I’m really, really tired of people saying that taxonomies are dead, rigid, inflexible, etc, etc, insert your pejorative adjective here. I’ll go as far as to say that I believe that 90% of the people who say these things don’t understand what taxonomies are or how to effectively use them.
The typical premise is that tags make taxonomy obsolete. This is hooey. Sure, tags are really useful. Their particular power is that they are easy for an end-user to apply: just tag your resource with a few tags that make sense to you, and you’re done. This makes them a very cheap way to apply some loose structure to huge data sets. And they support browsing in interesting and really effective ways. Search for “street light” on Flickr, and you get a great collection of photos. It doesn’t really matter than some of them are of lamp posts and some of traffic lights. Or that some of the pictures tagged as “lamp post” may work equally well for your needs. Wanting to see all the lamp post pictures in one place and under one name feels kind of old fashioned and silly. It takes the fun out of it.

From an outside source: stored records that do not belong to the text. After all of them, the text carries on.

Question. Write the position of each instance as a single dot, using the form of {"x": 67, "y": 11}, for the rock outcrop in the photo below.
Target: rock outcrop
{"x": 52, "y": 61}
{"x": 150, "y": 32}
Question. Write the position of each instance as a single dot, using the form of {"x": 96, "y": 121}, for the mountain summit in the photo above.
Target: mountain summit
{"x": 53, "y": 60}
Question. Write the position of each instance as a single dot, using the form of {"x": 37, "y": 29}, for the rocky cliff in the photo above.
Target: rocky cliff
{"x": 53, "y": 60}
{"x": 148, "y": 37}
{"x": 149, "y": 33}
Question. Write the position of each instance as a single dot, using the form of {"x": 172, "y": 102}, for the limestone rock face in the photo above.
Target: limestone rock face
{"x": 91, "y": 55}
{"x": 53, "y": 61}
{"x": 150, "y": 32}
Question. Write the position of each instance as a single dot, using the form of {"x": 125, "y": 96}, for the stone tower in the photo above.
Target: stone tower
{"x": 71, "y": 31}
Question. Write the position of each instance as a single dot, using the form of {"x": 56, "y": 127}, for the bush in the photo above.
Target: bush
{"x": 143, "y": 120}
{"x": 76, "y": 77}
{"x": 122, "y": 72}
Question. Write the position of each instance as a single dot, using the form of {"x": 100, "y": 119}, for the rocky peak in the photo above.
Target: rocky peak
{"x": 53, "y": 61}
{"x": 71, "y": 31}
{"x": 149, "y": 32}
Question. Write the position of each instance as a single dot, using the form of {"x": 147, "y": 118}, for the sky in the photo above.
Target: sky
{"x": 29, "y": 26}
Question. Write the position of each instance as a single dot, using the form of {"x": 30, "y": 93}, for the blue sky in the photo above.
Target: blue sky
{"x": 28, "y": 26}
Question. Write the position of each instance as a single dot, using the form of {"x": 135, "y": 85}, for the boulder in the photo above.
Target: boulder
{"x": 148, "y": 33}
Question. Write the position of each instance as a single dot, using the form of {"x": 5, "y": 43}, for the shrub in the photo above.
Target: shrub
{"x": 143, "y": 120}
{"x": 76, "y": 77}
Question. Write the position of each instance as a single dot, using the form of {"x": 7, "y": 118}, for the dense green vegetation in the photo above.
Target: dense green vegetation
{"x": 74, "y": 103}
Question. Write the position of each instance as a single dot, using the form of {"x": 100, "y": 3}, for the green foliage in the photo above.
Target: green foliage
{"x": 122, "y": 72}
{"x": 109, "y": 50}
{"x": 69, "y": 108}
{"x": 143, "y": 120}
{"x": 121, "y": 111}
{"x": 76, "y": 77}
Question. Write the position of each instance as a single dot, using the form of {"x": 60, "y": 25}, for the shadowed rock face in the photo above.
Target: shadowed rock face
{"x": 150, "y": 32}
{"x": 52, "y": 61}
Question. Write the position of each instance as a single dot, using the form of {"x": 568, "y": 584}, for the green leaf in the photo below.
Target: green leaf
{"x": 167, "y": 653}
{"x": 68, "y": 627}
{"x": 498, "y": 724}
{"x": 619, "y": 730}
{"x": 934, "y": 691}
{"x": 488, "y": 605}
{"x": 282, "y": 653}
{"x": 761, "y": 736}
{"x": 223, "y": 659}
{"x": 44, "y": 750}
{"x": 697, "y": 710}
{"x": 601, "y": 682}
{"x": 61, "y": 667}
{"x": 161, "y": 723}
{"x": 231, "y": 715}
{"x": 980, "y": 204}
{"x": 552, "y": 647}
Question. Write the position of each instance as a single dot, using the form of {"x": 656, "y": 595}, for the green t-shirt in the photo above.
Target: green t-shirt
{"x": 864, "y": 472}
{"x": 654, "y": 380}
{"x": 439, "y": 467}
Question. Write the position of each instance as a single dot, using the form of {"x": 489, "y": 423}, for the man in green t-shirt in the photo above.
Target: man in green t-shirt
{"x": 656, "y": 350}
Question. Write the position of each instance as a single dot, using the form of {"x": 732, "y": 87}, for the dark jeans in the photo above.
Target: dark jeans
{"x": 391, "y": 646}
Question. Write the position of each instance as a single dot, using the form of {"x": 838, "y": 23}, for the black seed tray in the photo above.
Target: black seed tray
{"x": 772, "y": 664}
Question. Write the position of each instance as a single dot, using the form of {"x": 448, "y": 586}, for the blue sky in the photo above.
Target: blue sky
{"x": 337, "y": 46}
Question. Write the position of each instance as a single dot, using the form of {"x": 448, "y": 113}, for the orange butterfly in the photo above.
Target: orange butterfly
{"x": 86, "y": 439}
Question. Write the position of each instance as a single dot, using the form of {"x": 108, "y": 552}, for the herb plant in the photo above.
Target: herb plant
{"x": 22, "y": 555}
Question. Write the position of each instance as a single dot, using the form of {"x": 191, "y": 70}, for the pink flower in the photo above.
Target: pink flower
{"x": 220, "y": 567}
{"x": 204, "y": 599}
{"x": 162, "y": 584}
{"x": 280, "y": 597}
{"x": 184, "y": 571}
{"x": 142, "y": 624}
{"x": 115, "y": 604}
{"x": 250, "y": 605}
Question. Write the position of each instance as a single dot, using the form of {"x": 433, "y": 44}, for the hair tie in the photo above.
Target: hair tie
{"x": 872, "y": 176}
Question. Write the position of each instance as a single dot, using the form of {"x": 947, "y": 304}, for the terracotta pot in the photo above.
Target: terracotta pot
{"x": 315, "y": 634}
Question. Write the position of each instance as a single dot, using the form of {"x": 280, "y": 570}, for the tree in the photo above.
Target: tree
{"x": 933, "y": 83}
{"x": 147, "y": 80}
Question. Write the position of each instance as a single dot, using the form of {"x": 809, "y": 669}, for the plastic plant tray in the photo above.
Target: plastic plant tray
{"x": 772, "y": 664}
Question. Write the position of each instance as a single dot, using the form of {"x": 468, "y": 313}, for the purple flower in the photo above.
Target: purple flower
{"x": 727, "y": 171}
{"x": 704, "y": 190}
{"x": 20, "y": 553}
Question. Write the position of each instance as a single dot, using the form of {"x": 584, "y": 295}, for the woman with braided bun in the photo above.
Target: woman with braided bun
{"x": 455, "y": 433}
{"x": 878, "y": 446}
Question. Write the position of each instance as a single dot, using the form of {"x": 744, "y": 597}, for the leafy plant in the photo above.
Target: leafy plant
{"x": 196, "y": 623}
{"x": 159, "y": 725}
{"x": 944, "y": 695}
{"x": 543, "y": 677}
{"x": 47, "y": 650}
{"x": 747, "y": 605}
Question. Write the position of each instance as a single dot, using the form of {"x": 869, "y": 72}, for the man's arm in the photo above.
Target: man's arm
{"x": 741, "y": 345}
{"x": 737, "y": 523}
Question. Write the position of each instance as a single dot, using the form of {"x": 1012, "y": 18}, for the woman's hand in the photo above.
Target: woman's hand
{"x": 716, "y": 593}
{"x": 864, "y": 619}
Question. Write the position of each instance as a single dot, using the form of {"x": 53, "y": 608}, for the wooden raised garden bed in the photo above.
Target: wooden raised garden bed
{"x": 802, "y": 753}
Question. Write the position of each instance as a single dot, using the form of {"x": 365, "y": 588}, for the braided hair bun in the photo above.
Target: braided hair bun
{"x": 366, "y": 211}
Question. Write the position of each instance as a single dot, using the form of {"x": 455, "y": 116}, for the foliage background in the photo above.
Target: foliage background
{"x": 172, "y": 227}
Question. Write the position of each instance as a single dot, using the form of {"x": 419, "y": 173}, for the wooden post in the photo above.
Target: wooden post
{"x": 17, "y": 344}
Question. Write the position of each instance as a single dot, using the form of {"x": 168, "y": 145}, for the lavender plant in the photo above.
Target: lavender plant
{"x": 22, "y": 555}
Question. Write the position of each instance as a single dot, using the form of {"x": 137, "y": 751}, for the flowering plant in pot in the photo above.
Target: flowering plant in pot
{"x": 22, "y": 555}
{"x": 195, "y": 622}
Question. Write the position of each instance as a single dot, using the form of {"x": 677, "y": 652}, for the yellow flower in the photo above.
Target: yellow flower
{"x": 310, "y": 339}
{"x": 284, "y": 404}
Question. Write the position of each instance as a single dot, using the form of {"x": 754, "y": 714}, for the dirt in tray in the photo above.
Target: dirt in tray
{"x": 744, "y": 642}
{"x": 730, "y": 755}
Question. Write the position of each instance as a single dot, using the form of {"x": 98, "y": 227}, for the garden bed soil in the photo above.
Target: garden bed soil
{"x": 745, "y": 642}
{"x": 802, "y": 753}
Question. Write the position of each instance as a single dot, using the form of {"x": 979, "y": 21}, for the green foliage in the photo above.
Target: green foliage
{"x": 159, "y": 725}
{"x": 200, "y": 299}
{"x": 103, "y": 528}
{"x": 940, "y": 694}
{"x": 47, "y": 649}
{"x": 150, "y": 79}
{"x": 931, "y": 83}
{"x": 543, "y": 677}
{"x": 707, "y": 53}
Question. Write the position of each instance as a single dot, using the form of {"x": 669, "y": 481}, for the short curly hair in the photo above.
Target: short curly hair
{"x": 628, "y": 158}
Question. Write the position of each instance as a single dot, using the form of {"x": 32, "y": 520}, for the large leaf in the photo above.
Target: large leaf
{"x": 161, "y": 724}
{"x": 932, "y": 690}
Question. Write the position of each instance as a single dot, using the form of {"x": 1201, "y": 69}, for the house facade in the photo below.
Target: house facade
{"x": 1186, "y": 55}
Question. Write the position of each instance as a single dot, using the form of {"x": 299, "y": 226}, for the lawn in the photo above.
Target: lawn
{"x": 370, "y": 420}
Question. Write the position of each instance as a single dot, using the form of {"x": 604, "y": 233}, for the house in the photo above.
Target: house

But if you’re looking for, say, all children’s services organizations in New York, it’s no longer cute and fun to have a third of these organization categorized as “children’s services”, a third as “child services” and a third as god knows what. Not to mention all those organizations tagged with more detailed children’s services - “children’s legal advocacy” or “foster care” – which can’t be identified or rolled up into children’s services. This is the power of taxonomy (or more technically, a “controlled vocabulary”) – it functions to map similar terms – synonyms, misspellings, etc – together and to allow people to roll terms up to more general ones when needed. Want to actually understand what a controlled vocabulary is? Check out Amy Warner’s great primer
Somehow “taxonomy” has recently become synonymous with “rigid” and “controlling”. But in fact when a taxonomy (or let’s just call it a “controlled vocabulary” to escape the pejoratives) is used well, it supports a tremendously flexible and user friendly environment. Check out www.gettyimages.com
. Try searching on “mom, happy, without dad.” If you’re really serious about finding the best picture for something, Getty supports your search in a way that a tagging system never can.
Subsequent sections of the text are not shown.